Structure: elements

Following is the list of elements of a project progress report. Most reports will not contain all of these elements. It will be up to you to provide the elements of the report that meet your audience's needs.



Project ID

Project title or unique ID

Project Manager/s

Name/s of project manager or managers

Project Sponsor/s

Name/s of project sponsor or sponsors

Reporting period

Dates of the period being reported on

Budget status

This can be general or specific.

To be general use terms like under budget/on budget/over budget.

To be specific include amounts for planned expenditure, actual expenditure, and deficit/surplus.

Schedule status

This can be general or specific.

To be general use terms like ahead of schedule/on schedule/behind schedule.

To be specific include specific number of planned hours, days, or weeks; actual hours, days, or weeks spent on project so far; and deficit/surplus.

Projected completion date

This may be different than the original projected completion date. The project plan should also be updated to reflect completion date if it changes.

Project Description

One or two sentence description of project. This is meant to remind stakeholders of the project details and can be the same for each report.

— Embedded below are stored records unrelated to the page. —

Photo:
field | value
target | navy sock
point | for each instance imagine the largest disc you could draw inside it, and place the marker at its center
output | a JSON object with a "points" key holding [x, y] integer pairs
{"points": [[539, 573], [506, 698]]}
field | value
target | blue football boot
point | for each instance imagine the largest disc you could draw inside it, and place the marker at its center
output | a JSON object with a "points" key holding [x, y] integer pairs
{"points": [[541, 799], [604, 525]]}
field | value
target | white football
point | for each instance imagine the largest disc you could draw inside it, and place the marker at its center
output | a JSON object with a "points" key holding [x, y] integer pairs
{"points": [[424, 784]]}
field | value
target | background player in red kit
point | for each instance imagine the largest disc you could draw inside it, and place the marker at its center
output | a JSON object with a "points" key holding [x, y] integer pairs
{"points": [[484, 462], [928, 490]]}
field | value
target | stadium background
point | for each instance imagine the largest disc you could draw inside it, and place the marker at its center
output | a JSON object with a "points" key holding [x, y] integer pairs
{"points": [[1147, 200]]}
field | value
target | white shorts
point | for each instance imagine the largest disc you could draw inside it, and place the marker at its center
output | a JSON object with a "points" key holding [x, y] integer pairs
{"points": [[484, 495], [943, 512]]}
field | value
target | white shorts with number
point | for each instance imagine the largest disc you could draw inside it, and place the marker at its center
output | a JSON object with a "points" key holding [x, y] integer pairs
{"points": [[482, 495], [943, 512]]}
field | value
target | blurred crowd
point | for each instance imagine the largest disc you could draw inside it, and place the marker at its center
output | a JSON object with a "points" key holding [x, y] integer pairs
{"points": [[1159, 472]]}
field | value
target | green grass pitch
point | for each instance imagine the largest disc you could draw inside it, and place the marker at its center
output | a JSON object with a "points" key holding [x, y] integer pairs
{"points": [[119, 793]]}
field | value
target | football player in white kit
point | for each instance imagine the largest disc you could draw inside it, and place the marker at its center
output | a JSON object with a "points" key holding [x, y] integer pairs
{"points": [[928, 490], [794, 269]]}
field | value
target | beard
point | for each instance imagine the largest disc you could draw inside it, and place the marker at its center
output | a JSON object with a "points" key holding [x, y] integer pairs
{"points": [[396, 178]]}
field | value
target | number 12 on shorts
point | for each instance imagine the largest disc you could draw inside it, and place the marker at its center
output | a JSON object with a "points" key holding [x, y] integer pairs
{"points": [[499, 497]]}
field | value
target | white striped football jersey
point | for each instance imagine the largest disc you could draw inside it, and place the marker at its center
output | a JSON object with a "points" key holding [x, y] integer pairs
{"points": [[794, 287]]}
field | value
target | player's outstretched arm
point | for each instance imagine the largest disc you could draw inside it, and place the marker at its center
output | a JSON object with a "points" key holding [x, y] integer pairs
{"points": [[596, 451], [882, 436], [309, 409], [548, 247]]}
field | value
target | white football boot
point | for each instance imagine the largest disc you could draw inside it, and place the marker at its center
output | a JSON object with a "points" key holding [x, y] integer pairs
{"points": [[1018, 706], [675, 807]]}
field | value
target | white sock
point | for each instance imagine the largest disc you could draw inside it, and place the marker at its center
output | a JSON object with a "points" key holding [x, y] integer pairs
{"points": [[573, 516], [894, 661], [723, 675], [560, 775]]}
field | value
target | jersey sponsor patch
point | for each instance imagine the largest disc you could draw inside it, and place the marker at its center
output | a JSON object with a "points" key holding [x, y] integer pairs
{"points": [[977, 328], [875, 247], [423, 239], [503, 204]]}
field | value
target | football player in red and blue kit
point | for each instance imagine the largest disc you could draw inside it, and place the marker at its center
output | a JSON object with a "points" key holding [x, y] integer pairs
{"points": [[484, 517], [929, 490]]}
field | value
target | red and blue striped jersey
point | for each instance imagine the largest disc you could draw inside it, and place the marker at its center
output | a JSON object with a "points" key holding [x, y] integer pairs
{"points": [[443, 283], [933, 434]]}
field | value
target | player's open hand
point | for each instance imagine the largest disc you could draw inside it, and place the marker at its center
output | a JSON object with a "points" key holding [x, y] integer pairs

This can be important to the project sponsor or project managers of other projects because they may want to use your personnel resources for other projects. This lets them know what personnel resources are available and when. Personnel can include the following:

Team members:
Names and/or functions of team members. This could also include their time commitments to the project.

Released team members:
Names and functions of team members who have been released from the project during the reporting period.

Projected releases:
Names and functions of team members projected to be released from the project during the next reporting period.


Milestones are high-level goals that often define the phases of a project. Milestones should have been stated at the beginning of the project in the project charter and in the project plan. Record here milestones that have been reached at this point in the project. It may take several weeks or months to reach a milestone.


Tasks that were accomplished during this reporting period. These are at a lower level than the milestones. These are the smaller tasks that must be done to achieve the milestones.

Projected goals

Goals projected to be completed during the next reporting period


Changes to the project schedule, tasks, milestones, budget, or resources that have already been implemented.


Issues that must be addressed for the project to be successful, along with references to the Issues Log where details and action items can be found.


Brief descriptions of risks to the success of the project, along with references to the Risk Log where risk analyses can be found.

Change requests

Requests to change the project schedule, tasks, milestones, budget, or resources, along with references to the Change Log where explanations can be found.

Your goal is to provide the minimum amount of information necessary so that the report can be read quickly and easily. Many project stakeholders, possibly including your project sponsor, will have five minutes or less to read the report, but the information is nevertheless important especially when there are issues, risks, or change requests you need their input on. Making the report quick and easy to read will encourage the stakeholders to read it and respond when necessary.

Because different stakeholders have different interests in the project, you may need to create different project progress reports for different people. Or you may need to provide enough information to your project sponsor that he or she can provide pertinent information to your customers.

In determining what elements to put in your project progress report, consider the political aspects of your communication. Some of the information in the report could be damaging to professional relationships or some information could be confidential.


For example, your customers want a project progress report, but letting them know what the risks or issues on the project are, when they cannot help remedy those issues or risks, could damage their confidence in the project.

Or, letting other departments know how much money is being spent on your project could lead to dissatisfaction if their projects aren't being funded.